Pour Wu, agriculteur de 67 ans à Chuzhou, l’intelligence artificielle n’était plus une curiosité. Elle était devenue, au fil d’environ un an, un petit outil du quotidien. Il lui demandait des informations sur la météo, les engrais ou les parasites et, selon les récits publiés cette semaine, les réponses lui avaient assez souvent rendu service pour qu’il cesse de les considérer comme provisoires.
Cette relation de confiance s’est brisée dans un champ de sésame.

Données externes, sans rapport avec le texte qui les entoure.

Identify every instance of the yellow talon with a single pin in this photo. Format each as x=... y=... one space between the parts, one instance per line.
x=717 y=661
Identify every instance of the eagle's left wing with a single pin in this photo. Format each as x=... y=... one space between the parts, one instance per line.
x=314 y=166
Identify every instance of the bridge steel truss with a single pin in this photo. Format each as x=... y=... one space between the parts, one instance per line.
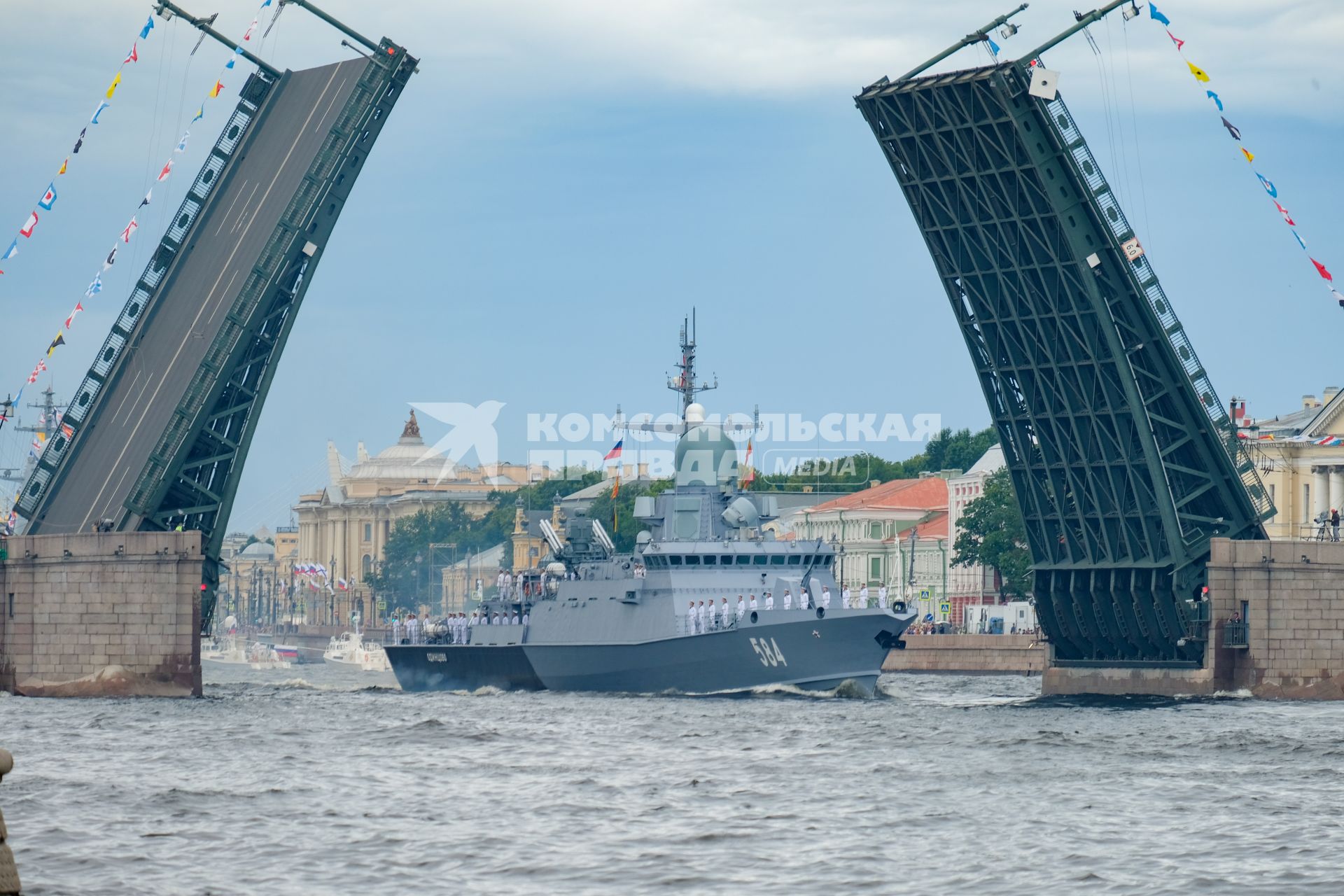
x=1119 y=449
x=191 y=477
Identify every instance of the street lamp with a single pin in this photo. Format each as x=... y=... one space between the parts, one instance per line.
x=416 y=573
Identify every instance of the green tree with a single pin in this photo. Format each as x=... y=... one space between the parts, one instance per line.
x=993 y=535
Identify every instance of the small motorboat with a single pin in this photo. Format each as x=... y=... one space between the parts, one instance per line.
x=350 y=649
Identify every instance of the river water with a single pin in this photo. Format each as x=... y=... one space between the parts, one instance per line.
x=319 y=780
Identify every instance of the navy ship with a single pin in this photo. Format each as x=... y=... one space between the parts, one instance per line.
x=600 y=620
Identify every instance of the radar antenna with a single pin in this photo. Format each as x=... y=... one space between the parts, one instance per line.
x=685 y=382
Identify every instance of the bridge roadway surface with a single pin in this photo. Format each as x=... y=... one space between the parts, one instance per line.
x=230 y=237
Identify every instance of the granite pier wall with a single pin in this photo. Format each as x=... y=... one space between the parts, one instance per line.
x=101 y=614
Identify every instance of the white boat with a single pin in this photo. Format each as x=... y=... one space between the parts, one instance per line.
x=350 y=649
x=262 y=656
x=225 y=652
x=229 y=652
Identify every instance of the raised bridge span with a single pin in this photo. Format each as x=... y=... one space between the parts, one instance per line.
x=164 y=416
x=1121 y=454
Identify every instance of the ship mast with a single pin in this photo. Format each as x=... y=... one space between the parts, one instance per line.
x=46 y=425
x=685 y=382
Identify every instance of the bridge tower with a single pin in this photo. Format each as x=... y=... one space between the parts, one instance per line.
x=1123 y=458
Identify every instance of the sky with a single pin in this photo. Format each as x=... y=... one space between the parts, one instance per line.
x=565 y=181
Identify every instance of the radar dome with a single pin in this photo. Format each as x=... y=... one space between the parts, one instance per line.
x=706 y=456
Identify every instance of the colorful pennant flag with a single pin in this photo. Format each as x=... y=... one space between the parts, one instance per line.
x=1247 y=155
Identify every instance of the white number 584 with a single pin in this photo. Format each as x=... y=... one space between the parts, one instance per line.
x=768 y=652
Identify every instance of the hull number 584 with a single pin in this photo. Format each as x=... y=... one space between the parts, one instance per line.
x=768 y=652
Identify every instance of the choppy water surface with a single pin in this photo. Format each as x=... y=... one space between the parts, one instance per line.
x=308 y=780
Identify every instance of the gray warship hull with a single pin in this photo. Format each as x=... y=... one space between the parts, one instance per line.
x=783 y=648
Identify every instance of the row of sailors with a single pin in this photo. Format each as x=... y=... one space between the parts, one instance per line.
x=702 y=617
x=457 y=626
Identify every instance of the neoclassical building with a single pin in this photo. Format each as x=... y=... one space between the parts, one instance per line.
x=1300 y=457
x=346 y=526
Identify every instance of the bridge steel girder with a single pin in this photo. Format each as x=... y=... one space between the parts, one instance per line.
x=1114 y=440
x=191 y=476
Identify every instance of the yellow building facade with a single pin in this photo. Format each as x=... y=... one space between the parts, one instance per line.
x=347 y=524
x=1300 y=457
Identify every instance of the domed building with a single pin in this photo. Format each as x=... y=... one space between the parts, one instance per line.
x=347 y=524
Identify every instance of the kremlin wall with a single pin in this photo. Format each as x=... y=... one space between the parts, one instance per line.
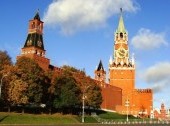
x=119 y=92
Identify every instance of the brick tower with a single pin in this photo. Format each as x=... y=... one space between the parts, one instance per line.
x=34 y=45
x=121 y=67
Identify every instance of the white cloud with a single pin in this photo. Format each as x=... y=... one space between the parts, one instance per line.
x=76 y=15
x=146 y=39
x=159 y=76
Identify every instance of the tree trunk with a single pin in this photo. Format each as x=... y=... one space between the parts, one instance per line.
x=9 y=108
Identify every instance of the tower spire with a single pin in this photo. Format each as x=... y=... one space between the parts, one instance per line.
x=121 y=27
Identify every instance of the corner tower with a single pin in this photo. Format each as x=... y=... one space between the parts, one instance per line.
x=121 y=67
x=34 y=45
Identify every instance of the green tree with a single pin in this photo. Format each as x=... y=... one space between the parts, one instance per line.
x=5 y=59
x=88 y=86
x=32 y=74
x=5 y=64
x=66 y=95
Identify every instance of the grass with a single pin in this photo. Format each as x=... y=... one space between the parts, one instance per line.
x=16 y=118
x=112 y=115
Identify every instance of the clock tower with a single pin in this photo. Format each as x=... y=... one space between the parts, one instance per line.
x=34 y=45
x=121 y=67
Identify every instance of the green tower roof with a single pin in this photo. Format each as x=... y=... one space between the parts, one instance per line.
x=121 y=27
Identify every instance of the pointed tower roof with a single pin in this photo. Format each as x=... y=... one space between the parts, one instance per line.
x=37 y=16
x=121 y=27
x=100 y=66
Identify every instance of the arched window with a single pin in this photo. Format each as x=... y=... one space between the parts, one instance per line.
x=33 y=25
x=121 y=35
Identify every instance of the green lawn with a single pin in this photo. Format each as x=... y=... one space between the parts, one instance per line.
x=16 y=118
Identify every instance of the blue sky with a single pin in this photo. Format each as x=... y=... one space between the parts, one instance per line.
x=81 y=32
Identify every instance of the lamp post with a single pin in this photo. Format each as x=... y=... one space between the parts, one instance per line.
x=127 y=105
x=1 y=82
x=83 y=98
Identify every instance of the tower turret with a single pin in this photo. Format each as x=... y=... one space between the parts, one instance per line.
x=34 y=45
x=100 y=73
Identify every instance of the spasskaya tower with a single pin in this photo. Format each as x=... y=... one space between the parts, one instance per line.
x=121 y=67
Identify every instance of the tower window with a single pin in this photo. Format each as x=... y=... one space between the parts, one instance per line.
x=121 y=35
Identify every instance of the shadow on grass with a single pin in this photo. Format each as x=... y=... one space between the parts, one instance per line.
x=1 y=119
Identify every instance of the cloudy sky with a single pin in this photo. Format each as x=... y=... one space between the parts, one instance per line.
x=80 y=33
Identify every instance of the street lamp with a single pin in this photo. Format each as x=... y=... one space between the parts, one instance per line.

D’après CTWANT, repris par Tom’s Hardware et The Economic Times, Wu a demandé à une application d’IA comment traiter à la fois les mauvaises herbes et les insectes. Le service a proposé une combinaison de produits. L’agriculteur l’a appliquée sans consulter auparavant un technicien ou un spécialiste de la protection des cultures.
Le traitement a porté sur 150 mu, soit près de dix hectares. Le lendemain, les mauvaises herbes mouraient, mais les jeunes plants de sésame aussi. Les médias ne donnent pas de montant fiable pour la perte financière et ne nomment pas l’application utilisée. L’histoire concerne donc une IA non identifiée, et non un service particulier que l’on pourrait désigner sans preuve.
Un des herbicides cités dans le récit est le fomesafen, utilisé contre les mauvaises herbes à feuilles larges. En Chine, son homologation est liée à des usages précis et les étiquettes officielles comportent des avertissements pour les cultures sensibles. Les spécialistes cités dans le premier reportage ont soupçonné ce produit d’avoir joué un rôle central dans les dégâts.
Il serait facile de réduire l’épisode à une erreur individuelle : Wu aurait dû vérifier. Mais son parcours raconte quelque chose de plus quotidien. Lorsqu’une technologie nous aide plusieurs fois, notre manière de la regarder change. Nous ne lisons plus chaque réponse comme une hypothèse. Nous commençons à la traiter comme une habitude.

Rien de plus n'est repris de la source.